Lavagna. La città di Lavagna si appresta ad ospitare l’evento “Festivart – Chiamata alle Arti”, dal primo al 20 luglio. Palazzo Franzoni spiega che l’iniziativa vuole rappresentare il momento di rinascita culturale di Lavagna “dopo anni di oscurantismo conseguenti ai noti episodi che ne hanno caratterizzato e condizionato non solo la vita economica e amministrativa, ma altresì ne hanno inibito ogni sviluppo artistico culturale e sociale”.

“Se infatti la pandemia ha costretto tutti quanti a rivedere il modo di svolgimento della nostra vita, delle nostre abitudini e delle nostre attività, imponendo drastiche limitazioni, non ci siamo arresi. Nonostante la necessità di dover rivoluzionare il nostro progetto in tempi molto brevi siamo riusciti nel nostro intento, offrendo una proposta “rivisitata in forma Covid”, ma conforme alla nostra volontà iniziale”, dicono gli organizzatori.

Lo scopo è quello di coinvolgere i cittadini e i turisti, oltre che artisti locali, nazionali ed internazionali, nella realizzazione di opere al fine di offrire alla città un prodotto di arte pubblica e partecipata di ampio respiro nel tempo e nella dimensione artistico/cittadina, dalla poesia di strada al neomuralismo e alla progettazione urbana.

Chi vorrà potrà essere coinvolto direttamente nel processo creativo, diventando coautore, editor e osservatore dell’opera medesima.

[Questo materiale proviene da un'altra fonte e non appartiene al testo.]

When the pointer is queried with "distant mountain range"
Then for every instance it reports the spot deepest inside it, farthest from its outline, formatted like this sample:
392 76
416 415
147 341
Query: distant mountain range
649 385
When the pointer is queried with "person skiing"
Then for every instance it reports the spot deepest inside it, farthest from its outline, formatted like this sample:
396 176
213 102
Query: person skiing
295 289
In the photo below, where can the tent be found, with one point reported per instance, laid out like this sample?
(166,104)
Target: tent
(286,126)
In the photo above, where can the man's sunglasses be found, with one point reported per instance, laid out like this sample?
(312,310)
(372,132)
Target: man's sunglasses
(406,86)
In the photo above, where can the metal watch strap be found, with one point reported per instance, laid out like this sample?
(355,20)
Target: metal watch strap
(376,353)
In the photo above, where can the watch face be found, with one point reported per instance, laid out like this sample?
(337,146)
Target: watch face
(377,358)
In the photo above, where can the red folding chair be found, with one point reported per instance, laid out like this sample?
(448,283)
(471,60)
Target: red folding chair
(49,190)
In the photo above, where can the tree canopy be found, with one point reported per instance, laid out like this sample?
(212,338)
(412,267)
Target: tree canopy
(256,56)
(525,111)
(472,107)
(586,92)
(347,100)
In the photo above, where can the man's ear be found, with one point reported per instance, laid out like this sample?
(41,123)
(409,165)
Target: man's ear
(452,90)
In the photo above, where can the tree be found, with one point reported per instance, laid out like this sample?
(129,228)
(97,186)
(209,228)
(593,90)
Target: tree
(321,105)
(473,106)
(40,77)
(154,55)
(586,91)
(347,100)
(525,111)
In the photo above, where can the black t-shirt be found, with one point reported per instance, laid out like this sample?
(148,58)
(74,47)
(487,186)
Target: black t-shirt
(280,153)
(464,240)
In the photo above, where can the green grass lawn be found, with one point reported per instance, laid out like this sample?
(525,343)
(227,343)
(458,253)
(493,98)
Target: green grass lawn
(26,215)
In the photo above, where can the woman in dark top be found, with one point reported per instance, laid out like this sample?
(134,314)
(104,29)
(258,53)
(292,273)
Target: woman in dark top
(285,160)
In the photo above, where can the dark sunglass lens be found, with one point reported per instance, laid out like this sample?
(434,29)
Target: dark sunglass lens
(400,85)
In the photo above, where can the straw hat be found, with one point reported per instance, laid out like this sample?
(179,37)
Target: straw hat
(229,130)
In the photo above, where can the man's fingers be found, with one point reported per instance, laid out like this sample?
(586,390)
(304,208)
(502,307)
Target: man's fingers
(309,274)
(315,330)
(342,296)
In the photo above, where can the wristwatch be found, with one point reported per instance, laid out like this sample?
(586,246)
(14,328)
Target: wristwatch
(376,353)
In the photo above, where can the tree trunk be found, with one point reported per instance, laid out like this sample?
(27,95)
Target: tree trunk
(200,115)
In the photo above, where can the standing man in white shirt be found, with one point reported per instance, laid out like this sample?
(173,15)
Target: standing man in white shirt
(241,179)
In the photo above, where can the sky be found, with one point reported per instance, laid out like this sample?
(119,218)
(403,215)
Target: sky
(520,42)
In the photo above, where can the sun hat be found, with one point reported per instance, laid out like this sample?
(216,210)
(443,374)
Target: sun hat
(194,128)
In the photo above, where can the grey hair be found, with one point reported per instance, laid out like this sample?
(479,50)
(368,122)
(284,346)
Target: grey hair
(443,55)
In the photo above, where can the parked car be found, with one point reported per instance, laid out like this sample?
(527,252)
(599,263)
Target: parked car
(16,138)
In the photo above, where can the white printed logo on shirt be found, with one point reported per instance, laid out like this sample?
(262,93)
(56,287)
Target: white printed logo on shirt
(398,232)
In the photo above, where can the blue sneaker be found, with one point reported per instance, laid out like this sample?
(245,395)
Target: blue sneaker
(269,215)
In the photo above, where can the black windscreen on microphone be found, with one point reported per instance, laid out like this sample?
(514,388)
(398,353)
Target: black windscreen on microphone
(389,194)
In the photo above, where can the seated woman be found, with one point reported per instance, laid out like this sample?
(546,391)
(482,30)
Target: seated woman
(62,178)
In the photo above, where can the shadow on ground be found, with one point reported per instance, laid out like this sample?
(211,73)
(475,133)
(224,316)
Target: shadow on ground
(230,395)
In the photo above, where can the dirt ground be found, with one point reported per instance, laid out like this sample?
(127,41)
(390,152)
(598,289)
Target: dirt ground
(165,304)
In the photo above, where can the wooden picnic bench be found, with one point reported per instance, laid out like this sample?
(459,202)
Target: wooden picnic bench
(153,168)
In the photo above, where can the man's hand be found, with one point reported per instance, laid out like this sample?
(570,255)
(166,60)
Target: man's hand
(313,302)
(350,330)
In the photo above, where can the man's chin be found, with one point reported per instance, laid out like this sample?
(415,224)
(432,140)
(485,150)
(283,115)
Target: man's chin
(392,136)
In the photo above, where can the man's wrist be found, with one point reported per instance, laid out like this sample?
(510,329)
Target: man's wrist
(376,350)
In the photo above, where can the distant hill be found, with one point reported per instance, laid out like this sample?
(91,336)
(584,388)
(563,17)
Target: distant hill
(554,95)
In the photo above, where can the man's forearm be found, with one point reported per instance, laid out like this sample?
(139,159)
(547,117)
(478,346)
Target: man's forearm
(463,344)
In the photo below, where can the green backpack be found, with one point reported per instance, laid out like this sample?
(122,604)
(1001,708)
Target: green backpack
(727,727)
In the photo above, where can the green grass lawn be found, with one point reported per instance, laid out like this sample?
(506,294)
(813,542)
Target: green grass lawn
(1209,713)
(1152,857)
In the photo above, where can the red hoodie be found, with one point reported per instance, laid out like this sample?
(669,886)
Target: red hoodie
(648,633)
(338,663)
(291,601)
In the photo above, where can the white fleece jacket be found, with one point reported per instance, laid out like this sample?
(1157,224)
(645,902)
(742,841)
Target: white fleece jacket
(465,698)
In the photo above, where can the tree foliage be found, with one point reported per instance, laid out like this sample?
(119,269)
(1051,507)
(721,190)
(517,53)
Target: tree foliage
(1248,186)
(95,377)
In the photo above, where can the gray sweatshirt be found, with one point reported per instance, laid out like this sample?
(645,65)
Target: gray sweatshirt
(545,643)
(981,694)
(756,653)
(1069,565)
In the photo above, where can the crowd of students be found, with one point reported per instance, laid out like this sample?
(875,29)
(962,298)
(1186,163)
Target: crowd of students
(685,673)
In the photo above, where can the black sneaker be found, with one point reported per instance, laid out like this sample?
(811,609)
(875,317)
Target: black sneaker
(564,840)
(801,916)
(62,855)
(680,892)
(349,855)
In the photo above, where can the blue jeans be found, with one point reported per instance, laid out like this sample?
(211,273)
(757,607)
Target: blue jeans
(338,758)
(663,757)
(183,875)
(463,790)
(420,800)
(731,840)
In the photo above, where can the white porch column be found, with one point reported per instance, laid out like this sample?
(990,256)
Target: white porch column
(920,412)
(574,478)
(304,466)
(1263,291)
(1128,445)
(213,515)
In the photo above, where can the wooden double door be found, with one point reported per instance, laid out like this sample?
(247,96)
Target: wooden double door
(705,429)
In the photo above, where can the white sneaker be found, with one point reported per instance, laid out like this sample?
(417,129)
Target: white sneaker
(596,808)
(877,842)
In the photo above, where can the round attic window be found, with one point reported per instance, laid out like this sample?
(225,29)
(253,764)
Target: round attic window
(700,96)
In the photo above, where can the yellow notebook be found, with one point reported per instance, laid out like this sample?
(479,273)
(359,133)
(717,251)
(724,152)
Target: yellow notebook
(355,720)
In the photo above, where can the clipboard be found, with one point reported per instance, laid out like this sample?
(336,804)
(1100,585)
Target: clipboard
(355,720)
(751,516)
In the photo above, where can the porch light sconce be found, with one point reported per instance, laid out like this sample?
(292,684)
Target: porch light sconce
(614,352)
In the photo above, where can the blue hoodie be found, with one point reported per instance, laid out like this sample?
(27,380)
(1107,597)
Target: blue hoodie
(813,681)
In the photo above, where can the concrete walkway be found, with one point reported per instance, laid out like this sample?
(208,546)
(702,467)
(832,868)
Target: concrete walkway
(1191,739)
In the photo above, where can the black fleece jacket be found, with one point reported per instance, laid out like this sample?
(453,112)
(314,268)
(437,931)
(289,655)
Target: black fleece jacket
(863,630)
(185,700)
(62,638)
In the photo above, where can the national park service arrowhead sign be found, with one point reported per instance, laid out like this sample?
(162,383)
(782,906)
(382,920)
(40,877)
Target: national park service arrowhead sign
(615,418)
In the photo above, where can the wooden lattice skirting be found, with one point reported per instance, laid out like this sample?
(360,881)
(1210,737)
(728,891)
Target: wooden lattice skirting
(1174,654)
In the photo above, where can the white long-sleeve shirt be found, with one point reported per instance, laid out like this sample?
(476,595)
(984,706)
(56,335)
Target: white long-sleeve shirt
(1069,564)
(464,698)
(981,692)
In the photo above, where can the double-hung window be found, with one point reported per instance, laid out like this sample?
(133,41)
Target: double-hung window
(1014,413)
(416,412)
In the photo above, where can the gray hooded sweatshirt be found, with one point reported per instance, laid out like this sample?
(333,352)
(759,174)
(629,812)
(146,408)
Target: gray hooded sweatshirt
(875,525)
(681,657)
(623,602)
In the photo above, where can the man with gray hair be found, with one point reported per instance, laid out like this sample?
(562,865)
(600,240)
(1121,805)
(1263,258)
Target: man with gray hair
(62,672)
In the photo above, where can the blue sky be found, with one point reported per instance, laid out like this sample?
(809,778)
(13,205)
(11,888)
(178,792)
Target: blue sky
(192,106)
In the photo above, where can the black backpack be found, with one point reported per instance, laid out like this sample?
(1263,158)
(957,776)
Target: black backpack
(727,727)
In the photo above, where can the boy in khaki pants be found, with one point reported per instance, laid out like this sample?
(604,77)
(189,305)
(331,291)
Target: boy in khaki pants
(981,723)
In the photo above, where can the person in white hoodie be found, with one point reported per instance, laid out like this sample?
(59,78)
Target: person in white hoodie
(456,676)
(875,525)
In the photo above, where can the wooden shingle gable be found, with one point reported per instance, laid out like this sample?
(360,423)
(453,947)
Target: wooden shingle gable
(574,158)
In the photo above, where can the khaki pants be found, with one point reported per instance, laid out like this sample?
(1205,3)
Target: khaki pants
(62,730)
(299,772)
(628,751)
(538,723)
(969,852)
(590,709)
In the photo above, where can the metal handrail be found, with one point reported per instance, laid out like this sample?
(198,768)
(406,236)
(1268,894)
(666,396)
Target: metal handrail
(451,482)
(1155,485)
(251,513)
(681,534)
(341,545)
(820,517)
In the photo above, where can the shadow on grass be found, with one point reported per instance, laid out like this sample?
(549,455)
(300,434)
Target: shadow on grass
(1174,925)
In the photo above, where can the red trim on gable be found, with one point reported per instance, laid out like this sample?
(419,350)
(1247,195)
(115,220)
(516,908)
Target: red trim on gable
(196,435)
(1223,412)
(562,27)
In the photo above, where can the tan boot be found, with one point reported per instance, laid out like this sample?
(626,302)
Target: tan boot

L’idea è nata dal confronto tra l’amministrazione e l’artista Ivan Tresoldi, “la cui ideazione, partecipazione e collaborazione ha reso fattibile e concretizzabile l’edizione zero di questo Festival”.

“L’emergenza Covid 19 ha ovviamente influito sulla progettazione del Festival imponendo una drastica rimodulazione dello stesso che, essendo stato concepito quale festival di arte partecipata, ha imposto sia una collaborazione della cittadinanza “a distanza”, che la rinuncia a tutta una serie di eventi che avrebbero comportato sicuramente condizioni di aggregazione e affollamento ma che verranno riproposti nella prossima edizione.

Tutto ciò però non ci ha scoraggiati. Anzi, ci ha spinto a lavorare per sperimentare e progettare tra i primi un evento in clima Covid, non volendo assolutamente sospendere o cancellare lo stesso ma anzi con il chiaro intento di voler offrire qualcosa di bello e prezioso soprattutto in un momento così drammatico. Questo periodo di isolamento e restrizione è stato momento di stimolo e di ispirazione che ha permesso nuove elaborazioni assolutamente compatibili con le limitazioni che caratterizzeranno la prossima stagione estiva.

Una tra tutte, e sicuramente quella a cui teniamo particolarmente, è la rimodulazione del progetto “la poesia più lunga del mondo” che vedrà la partecipazione fattiva dei nostri studenti che in questo periodo di lontananza dai banchi di scuola sono stati stimolati da maestri e professori ad elaborare parole che andranno a comporre il testo della poesia – aggiungono gli amministratori -. Sarà bello per i nostri ragazzi camminare sulla passeggiata mare e ritrovare la propria parola impressa sul muro. Abbiamo condiviso con tutti gli insegnanti coinvolti un video elaborato ad hoc dal direttore artistico che ha spiegato loro il senso e il valore di questo progetto per permettere ai ragazzi e agli insegnanti un contatto diretto con l’artista.

Altro importantissimo traguardo di questo progetto è il coinvolgimento degli artisti locali, con mostre itineranti nei vari quartieri. Sarà anche l’occasione per mettere a disposizione della città il talento, riqualificando con opere murarie punti della nostra città che per troppi anni sono stati abbandonati tanto da apparire ora come luoghi di degrado. Dopo una capillare ricognizione sono stati individuati i punti critici di Lavagna che assolutamente meritano di essere oggetto di abbellimento, dai nostri sottopassi alla galleria Cavour ad alcuni edifici importanti quali le nostre scuole e palestre”.